J'enseigne depuis plus de vingt-cinq ans et j'ai enseigné dans différentes régions du Québec et en immersion française dans l'ouest Canadien. Au cours de ma carrière, j'ai eu différentes expériences avec des enfants d'ailleurs. Les situations dont je vais parler se sont déroulées dans une école de banlieue située dans un milieu que je qualifierais de « moyennement favorisé ». Il y a une année où j'ai eu une petite Roumaine. J'ai eu aussi une petite Colombienne, une petite fille Chinoise et un petit Noir qui venait d'Haïti. Les expériences que j'ai eues avec ces enfants-là sont différentes.

La première, c'est une petite Roumaine qui est arrivée en maternelle. Elle avait des grosses difficultés d'apprentissage. Ce n'était pas tellement sa participation en classe, sa relation avec moi ou sa relation avec les autres qui étaient problématiques, parce que de ce côté ça allait quand même bien. C'est côté apprentissage que c'était difficile. Et le problème qui a découlé de cela, c'est la difficulté, pour les parents, d'admettre que l'enfant pouvait avoir ce genre de difficultés.

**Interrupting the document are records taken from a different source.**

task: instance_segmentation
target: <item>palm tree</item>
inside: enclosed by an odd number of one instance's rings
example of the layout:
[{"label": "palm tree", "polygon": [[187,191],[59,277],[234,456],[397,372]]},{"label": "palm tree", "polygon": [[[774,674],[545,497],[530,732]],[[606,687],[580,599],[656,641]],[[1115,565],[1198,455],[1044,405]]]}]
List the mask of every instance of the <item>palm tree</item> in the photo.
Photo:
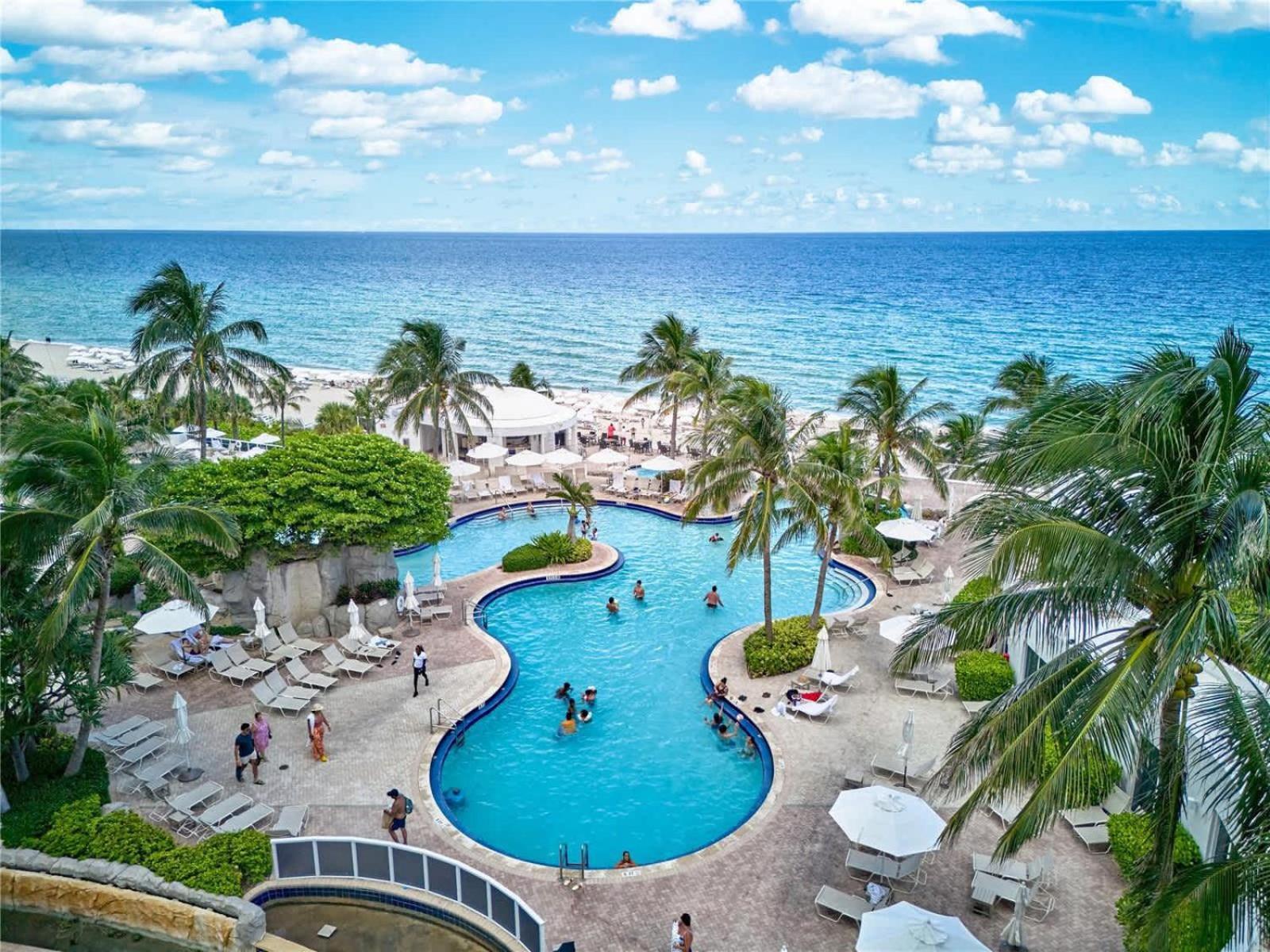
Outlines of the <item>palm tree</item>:
[{"label": "palm tree", "polygon": [[697,442],[704,442],[704,435],[710,429],[710,418],[732,387],[732,358],[715,349],[690,350],[685,368],[671,376],[671,388],[678,393],[679,400],[695,401],[697,405],[692,416]]},{"label": "palm tree", "polygon": [[872,440],[879,503],[889,489],[892,504],[899,505],[899,477],[906,462],[921,470],[940,498],[947,499],[947,482],[937,465],[939,448],[926,424],[952,407],[942,400],[922,406],[925,388],[922,377],[906,390],[895,364],[884,364],[852,380],[838,397],[838,409],[847,411],[856,433]]},{"label": "palm tree", "polygon": [[700,336],[696,327],[688,327],[673,314],[667,312],[649,330],[644,331],[639,352],[635,354],[635,363],[617,374],[617,380],[622,383],[644,381],[644,386],[631,393],[626,406],[657,393],[662,400],[662,409],[671,409],[672,453],[678,452],[679,448],[679,404],[682,402],[682,397],[674,387],[674,374],[687,369],[688,354],[696,349]]},{"label": "palm tree", "polygon": [[[450,336],[436,321],[406,321],[401,336],[380,358],[378,373],[390,400],[404,401],[398,414],[398,435],[406,426],[431,420],[437,434],[437,456],[455,444],[453,424],[471,433],[469,416],[489,425],[493,406],[478,387],[500,386],[493,373],[462,369],[467,341]],[[457,452],[457,446],[453,446]]]},{"label": "palm tree", "polygon": [[772,632],[773,533],[787,520],[787,509],[814,505],[795,479],[798,461],[815,435],[823,414],[801,425],[791,419],[789,397],[771,383],[738,377],[724,397],[707,434],[710,456],[688,472],[692,496],[683,518],[691,522],[706,506],[725,512],[744,498],[737,513],[737,532],[728,548],[728,571],[742,559],[763,559],[763,627]]},{"label": "palm tree", "polygon": [[507,386],[525,387],[525,390],[532,390],[535,393],[544,393],[549,397],[555,396],[547,378],[536,376],[525,360],[517,360],[512,364],[512,372],[507,374]]},{"label": "palm tree", "polygon": [[314,418],[314,433],[330,437],[337,433],[357,433],[362,429],[362,421],[357,419],[353,407],[331,400],[318,407],[318,416]]},{"label": "palm tree", "polygon": [[[1264,611],[1270,590],[1270,416],[1251,355],[1233,329],[1203,360],[1160,349],[1113,383],[1046,390],[1002,434],[983,467],[992,489],[956,519],[1002,592],[914,626],[893,665],[1020,631],[1054,656],[954,736],[940,781],[970,793],[946,835],[978,806],[1022,796],[998,844],[1012,853],[1088,790],[1090,745],[1132,764],[1142,739],[1158,737],[1144,803],[1153,844],[1137,887],[1148,904],[1175,895],[1185,778],[1224,753],[1220,736],[1187,730],[1201,726],[1189,724],[1196,668],[1242,678],[1223,661],[1241,638],[1228,597],[1251,589]],[[1073,621],[1110,631],[1069,645]],[[1242,646],[1270,654],[1270,619]],[[1050,724],[1063,725],[1064,746],[1045,774]]]},{"label": "palm tree", "polygon": [[850,539],[852,550],[876,555],[889,565],[890,548],[869,520],[864,485],[870,475],[869,451],[855,439],[847,424],[839,424],[808,447],[794,470],[801,493],[791,494],[787,527],[777,541],[782,548],[794,539],[810,534],[820,551],[820,574],[815,583],[815,603],[809,626],[820,621],[824,581],[838,539]]},{"label": "palm tree", "polygon": [[1001,368],[992,386],[1005,392],[984,400],[983,413],[1026,410],[1045,390],[1055,385],[1062,386],[1069,380],[1068,373],[1054,376],[1054,362],[1050,358],[1024,354]]},{"label": "palm tree", "polygon": [[169,261],[128,300],[133,315],[146,320],[132,335],[137,362],[131,383],[159,391],[171,402],[182,388],[198,425],[198,458],[207,458],[207,400],[216,390],[258,390],[262,373],[282,373],[272,357],[239,347],[243,338],[263,344],[269,339],[255,320],[225,322],[225,283],[211,292],[193,282],[179,264]]},{"label": "palm tree", "polygon": [[[165,541],[201,542],[225,555],[237,551],[234,519],[208,506],[156,503],[177,465],[156,449],[147,432],[122,426],[109,407],[93,406],[84,419],[28,420],[8,435],[0,531],[22,539],[42,574],[55,572],[60,594],[39,637],[52,645],[97,597],[89,684],[102,673],[102,645],[110,602],[110,569],[121,552],[142,574],[194,605],[198,584],[161,547]],[[66,774],[79,772],[97,718],[84,716]]]},{"label": "palm tree", "polygon": [[264,380],[257,391],[257,399],[278,418],[278,435],[282,446],[287,446],[287,410],[300,413],[300,401],[309,399],[304,395],[304,388],[291,376],[291,371],[284,369]]},{"label": "palm tree", "polygon": [[551,499],[563,499],[569,504],[569,541],[573,542],[574,526],[578,524],[578,512],[585,513],[591,518],[591,510],[596,508],[596,496],[589,482],[574,482],[570,476],[558,472],[551,477],[555,487],[547,490]]}]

Souvent, les enfants adoptés sont des enfants que les parents désirent depuis longtemps. Ils vont les chercher... alors c'est précieux. En tant qu'enseignants, on est les premiers à dire aux parents que leur enfant peut avoir des difficultés. Je trouve que c'est encore plus difficile pour ces parents-là. Ça été dur pour moi de faire accepter aux parents que leur enfant était en difficulté, qu'il faudrait passer des tests, qu'il faudrait aller plus loin, investiguer. Ça été long. Par contre, une fois que ça été mis en branle, les parents collaboraient davantage. Ils me disaient : « Peut-être qu'on s'y attendait... » Il faut dire que c'est une petite fille qui avait vécu en orphelinat et qui était sous-stimulée parce que souvent, les enfants étaient laissés dans leurs lits. Tranquillement aussi, la mère s'ouvrait à l'histoire de l'enfant... Mais les débuts ont été difficiles.

La première fois que j'ai abordé le sujet avec eux, c'était assez stressant. Déjà, quand c'est un enfant qui n'est pas adopté, on comprend que c'est difficile pour les parents. Mais dans ces cas-là, tu sais que les parents sont allés le chercher, qu'ils l'ont désiré, qu'ils l'ont attendu, alors c'est plus difficile encore. Il faut prendre plus de précautions, bien amener le problème et s'assurer que les parents comprennent bien. Je pense qu'il faut vraiment arriver avec des faits sur ce qui se passe avec l'enfant, sur ses échecs, ses réussites. Il faut aussi s'assurer l'appui du spécialiste parce que bien souvent, quand il y a des difficultés, on demande au psychologue de venir observer en classe pour voir comment ça se passe. S'il n'y a pas d'évaluation de commencée, il peut y avoir des commentaires ou des observations à donner aux parents pour pouvoir entreprendre des démarches. Il ne faut surtout pas cacher aux parents que leur enfant à des difficultés. Je pense qu'une fois que c'est accepté de leur part, ils comprennent. Je pense que ces parents-là s'y attendaient, mais ils ne voulaient pas l'admettre. Tu ne sais pas les antécédents de l'enfant quand tu vas le chercher. Il peut arriver certaines choses que tu n'avais pas prévues...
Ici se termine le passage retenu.